Evening, hush

Evening, hush

Flower meadow lies quiet
beneath waves of fescue,
feather-bannered stalks, rippling light,
in a south wind blowing,

and through the ceaseless
green-gold movement of growing,
I see white daisy, pink orchid faces
peering back from beneath the waves,
green-gold and rippling,

of the ocean meadow,
the bee-humming sea,
ceaselessly rolling
from hedge to sunset.


From the moral high ground

For the dverse prompt https://dversepoets.com/2023/05/23/an-artist-gets-his-due/
Inspired by Thorvald Hellesen’s 1914 portrait of Elvind Eckbo.

From the moral high ground

The military man, a structure of medals, sashes,
stiff bebraided collar, booted and belted,
poses, sword in hand for a looming war.

His gaze, fixed on the middle distance,
peers through canon smoke; he listens
to the screams of men and horses.

Look harder and he vacillates,
moral contradictions rocking the edifice
held together by gold and ribbons.

Look, how the middle distance,
the bloody, screaming smoke,
becomes unbearable,

and the unflinching war machine,
white-gloved, stiff upper-lipped,
turns his head, in pity or in shame.

A flight of beauty: review of The Crow Gods

A flight of beauty

I read Crow Gods in one, breathless sitting. Rather than a collection of poems, it reads like a single, sustained exploration of the emotions that link us to one another and the world we live in. There’s a tenderness to all these poems, those dedicated to family, children, memories naturally enough, but even in the humorous evocation of the drunk outside the pub in Obby Oss (and I didn’t need a translator’s note), in the frankly touching portrait of the farmer in Spirit, and in the quiet nobility of standing upright, keeping moving against the tide of illness, as in The crow gods and Fear and Courage.
The bird theme ties this collection together. From delicate goldfinches stitching us to the sky to the almost human rooks, with their black-clad elegance that is never entirely serious, their eavesdropping and mocking, gossipy laughter. Children are birds too, build their own nests, learn to fly but flock with family, never breaking away completely.
It is the tenderness that remains with me after reading and rereading these poems, the ease with which Sarah Connor, in a handful of simple, perfect words, gets so deep beneath the superficial, that she finds that elusive place of common human understanding. Sail is perhaps my favourite of all. The honesty of it makes me want to weep.

Haibun for then and tomorrow

For the dverse prompt. https://dversepoets.com/2023/05/22/haibun-monday-5-22-23-memory/
The latest glitch with WP is that I can’t insert links. I also have to reset the font and the font size each post or it’s microscopic Times New Roman. Maybe it’s time to find a new hobby.
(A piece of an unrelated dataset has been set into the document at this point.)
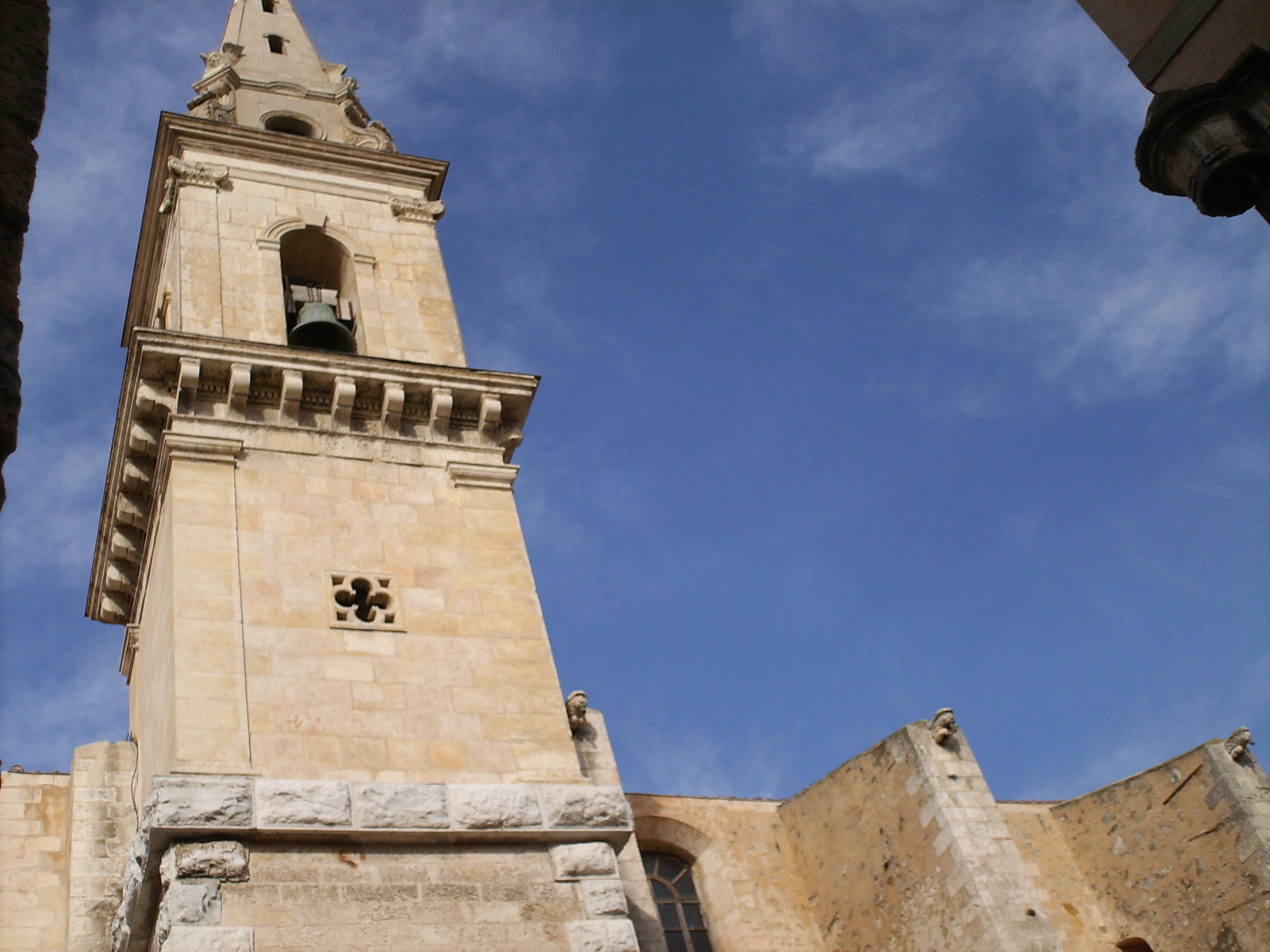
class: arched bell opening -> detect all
[279,226,358,354]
I remember so much that never was, childish reconstructions of stories of how it was, re-imaginings so vivid they may as well be true, of emigrating across a dark grey sea, the old house on the hill, an army of my mother’s fellow art students making it habitable, the cast iron bath with eagle’s feet and steps to climb into it, playing with fox cubs on a moonlit lawn. Perhaps some memories subsist from infant times, embroidered by repetition of stories told. But how could you possibly remember that? In the end, does it really matter?

Yesterday was spring
and tomorrow will be too
blue, bird-loud and new.

Haibun: green water

I have never seen the canal in sunlight, never seen its water clear. Plane trees meet high overhead, holding up the unseen sky. Some see a green cathedral and hear angels singing. I see tree gods and hear a symphony of birdstruments, wild flutes, clarinets and oboes. There is no sun here, but an even, green light, and the water waits, still, dimpled with insects walking, and fish lips rising to kiss their feet.

The world has shrunk
this damp spring to still water
pooling at my feet.

Spring is

Spring is

Spring is a bold thing, bramble-hooked,
barging into quiet corners,
sky-shooting, flouncing fronds.

Spring is noisy as whizzbangs,
scudding bees in the mimosa,
woodpecker tattoos.

Spring is joyously juvenile, striped,
flecked and dappled with sun,
pied and purple, a riot of life,

running in rivers of green
and flower-gaudy, flying with damsels
in the bowed arc of the rain.

A departure

A departure

Across the meadows,
bright with duty and waving flags,
between supple soldier stalks,
bee-wreathed and busy,
spring departs.

From the town,
the solemn sound
of the church bell tolling rolls
ebbing or flowing or both at once,
through the sky-chant,

ingenuous paean
to the moment now,
of a hundred meistersinging blackbirds.

Lost treasures

Lost treasures

There is no going back,
not one moment, one golden flash.
The river running to the sea
leaves behind smooth pebbles with regret.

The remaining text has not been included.